Throughout this process, HybridOS directs communications between each subsystem—from rack to container to inverter—determining how and when the project interacts with the grid beyond the meter. At the same time, the software monitors key metrics such as state of charge, independently from the battery’s own management systems.

As an expert in system control and optimization, FlexGen recently stepped in to acquire assets from a struggling industry competitor. The deal follows Powin Energy’s bankruptcy, through which FlexGen will acquire the company’s intellectual property, including its software, hardware, IT systems, and spare parts inventory. Once complete, the acquisition will expand FlexGen’s support to more than 25 GWh of battery energy storage systems across 200 projects in 10 countries.

(Read: “What happens behind the meter stays behind the meter“)

The HybridOS battery interface can already connect with more than 70 system configurations, meaning some Modbus mapping and integration must now happen in the field to accommodate new hardware. Scott noted that HybridOS’s modular design makes this flexibility possible, allowing it to adapt as new products and configurations enter the market.

This deep understanding of control systems from various manufacturers has allowed HybridOS and FlexGen to integrate data streams from solar inverters, trackers, and other equipment with minimal friction. The expansion makes sense for a platform already built to manage complex energy systems, connecting storage and grid assets under one control layer.

FlexGen is also extending into the data center space. Data centers typically require near-constant power output, and interruptions in computation can directly affect profitability. These unyielding loads have raised both interconnection and electricity cost concerns. However, analysis suggests that if data centers can tolerate even modest flexibility in power consumption, they can deploy faster and at lower cost.

Scott says the power grid often faces a “four-hour problem,” and the battery industry offers four-hour solutions.

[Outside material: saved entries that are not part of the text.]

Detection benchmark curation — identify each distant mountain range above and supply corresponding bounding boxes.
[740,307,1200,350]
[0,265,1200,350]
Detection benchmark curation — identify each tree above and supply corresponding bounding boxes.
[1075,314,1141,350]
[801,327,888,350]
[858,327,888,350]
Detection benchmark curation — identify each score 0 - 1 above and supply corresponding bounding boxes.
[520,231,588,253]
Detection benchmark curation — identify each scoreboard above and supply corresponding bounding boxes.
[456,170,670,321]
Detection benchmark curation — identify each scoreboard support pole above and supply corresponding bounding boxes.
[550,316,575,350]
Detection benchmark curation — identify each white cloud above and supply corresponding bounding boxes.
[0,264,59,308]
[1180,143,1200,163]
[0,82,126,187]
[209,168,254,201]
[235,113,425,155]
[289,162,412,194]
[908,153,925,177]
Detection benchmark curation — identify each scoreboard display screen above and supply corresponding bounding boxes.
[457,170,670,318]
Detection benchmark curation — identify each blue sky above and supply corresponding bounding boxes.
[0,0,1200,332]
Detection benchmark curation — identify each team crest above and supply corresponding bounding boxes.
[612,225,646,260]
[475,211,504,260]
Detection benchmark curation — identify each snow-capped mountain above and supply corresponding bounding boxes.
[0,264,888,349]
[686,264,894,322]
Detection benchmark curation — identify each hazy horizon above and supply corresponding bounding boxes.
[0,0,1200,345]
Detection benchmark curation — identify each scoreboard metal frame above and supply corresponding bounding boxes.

Onsite, behind-the-meter batteries running HybridOS can respond to real-time grid conditions, discharging precisely when needed to smooth demand peaks. In practice, such systems allow data centers to appear to the grid as if they are curbing their load, even while maintaining continuous computing operations across quadrillions of Nvidia transistors.

The power grid has always been like an orchestra, relying on timing and coordination. For more than a century, large power plants have carried the steady rhythm, while users—businesses, homes, and cities—demanded energy on cue. Today, renewables like wind and solar have changed that rhythm entirely, marching to the beat of their own drum.

But unpredictability doesn’t mean disorder. Batteries, guided by intelligent software, step in to keep the system synchronized. Platforms like HybridOS hold the baton, keeping time, blending fluctuating energy flows, and turning variability into something that once again feels steady.

What was once a one-way performance—power plants supplying passive users—is becoming a responsive ensemble tuned in real time.